Insolvenzrecht: Insolvenzanfechtung bei Ratenzahlungsvereinbarung mit Gerichtsvollzieher


Der Beklagte war bis zum 3. Mai 2010 bei dem Insolvenzschuldner als Fahrer beschäftigt. Das Arbeitsgericht Aachen verurteilte den Schuldner mit Urteil vom 11. Januar 2011, an den Beklagten rückständiges Entgelt für März bis Mai 2010 von 3.071,42 Euro zu zahlen. Am 21. September 2011 erteilte der Beklagte den Auftrag, aus dem Urteil die Zwangsvollstreckung zu betreiben. Die Gerichtsvollzieherin schloss mit dem Schuldner eine Ratenzahlungsvereinbarung. Die letzten Raten von insgesamt 1.737,44 Euro wurden am 29. Mai und 4. Juni 2012 gezahlt. Am 30. Juli 2012 wurde Antrag auf Eröffnung des Insolvenzverfahrens über das Vermögen des Insolvenzschuldners gestellt. Am 16. Oktober 2012 wurde das Insolvenzverfahren eröffnet und der Kläger zum Insolvenzverwalter bestellt. Dieser hat die letzten Ratenzahlungen nach § 131 Abs. 1 Nr. 2 InsO angefochten. Der Beklagte hat geltend gemacht, er habe den Zwangsvollstreckungsauftrag vor der kritischen Zeit erteilt. Die angefochtenen Zahlungen seien darum nicht unter dem Druck der unmittelbar bevorstehenden Zwangsvollstreckung erfolgt.

Das Bundesarbeitsgericht (BAG) hat den Arbeitnehmer zur Rückzahlung verurteilt.

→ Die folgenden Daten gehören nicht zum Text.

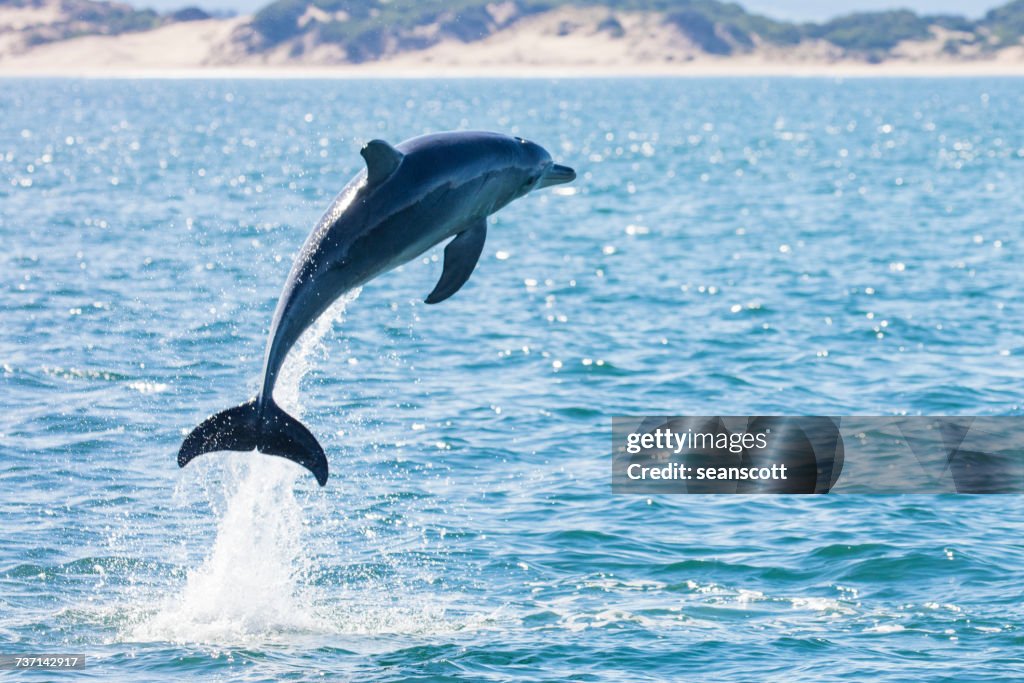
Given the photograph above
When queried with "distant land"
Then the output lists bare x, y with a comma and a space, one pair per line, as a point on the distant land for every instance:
503, 37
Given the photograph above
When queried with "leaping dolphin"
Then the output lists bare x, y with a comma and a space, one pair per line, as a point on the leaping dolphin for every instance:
410, 198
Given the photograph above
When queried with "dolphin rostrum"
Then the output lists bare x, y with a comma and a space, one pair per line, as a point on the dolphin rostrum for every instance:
410, 198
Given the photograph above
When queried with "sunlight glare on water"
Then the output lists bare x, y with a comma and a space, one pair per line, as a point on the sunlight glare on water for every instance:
252, 585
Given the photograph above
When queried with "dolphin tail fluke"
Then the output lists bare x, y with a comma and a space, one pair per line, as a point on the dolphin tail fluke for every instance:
269, 430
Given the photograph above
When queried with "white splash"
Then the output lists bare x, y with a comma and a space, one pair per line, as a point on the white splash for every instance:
251, 585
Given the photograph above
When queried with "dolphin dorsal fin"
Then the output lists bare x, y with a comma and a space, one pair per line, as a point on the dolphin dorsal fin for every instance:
382, 160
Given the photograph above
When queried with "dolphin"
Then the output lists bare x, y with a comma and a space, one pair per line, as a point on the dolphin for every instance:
410, 198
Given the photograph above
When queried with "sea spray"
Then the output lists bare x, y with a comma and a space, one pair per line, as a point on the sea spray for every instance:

Erhält der Arbeitnehmer in der sog. „kritischen Zeit“, d.h. in den letzten drei Monaten vor dem Antrag auf Insolvenzeröffnung oder in der Zeit danach, Zahlungen des Arbeitgebers, die nicht in der geschuldeten Art erfolgen (inkongruente Deckung), kann der Insolvenzverwalter die Zahlungen nach Maßgabe des § 131 InsO zur Masse zurückfordern (Insolvenzanfechtung). Der Arbeitnehmer kann in der kritischen Zeit keine Leistung unter Einsatz hoheitlichen Zwangs beanspruchen, durch den er auf das zur Befriedigung aller Gläubiger unzureichende Vermögen des späteren Insolvenzschuldners zugreift und andere Gläubiger zurücksetzt. Zahlungen, die er im Wege der Zwangsvollstreckung durchsetzt oder die der Arbeitgeber erbringt, um die unmittelbar bevorstehende Zwangsvollstreckung abzuwenden (Druckzahlungen), sind deshalb inkongruent. Schließt der vom Arbeitnehmer mit der Zwangsvollstreckung beauftragte Gerichtsvollzieher vor der kritischen Zeit eine Ratenzahlungsvereinbarung, sind die darauf erfolgenden Teilzahlungen selbständig anfechtbar; d.h. zurückzuzahlen.

Das Urteil zeigt einmal mehr, wie weit die Insolvenzanfechtung greifen kann. Gläubiger, welche sich auf eine Ratenzahlungsvereinbarung einlassen müssen leider immer wieder damit rechnen, dass nach einer Insolvenz des Schuldners bereits gezahlte Gelder vom Insolvenzverwalter zurückgefordert werden.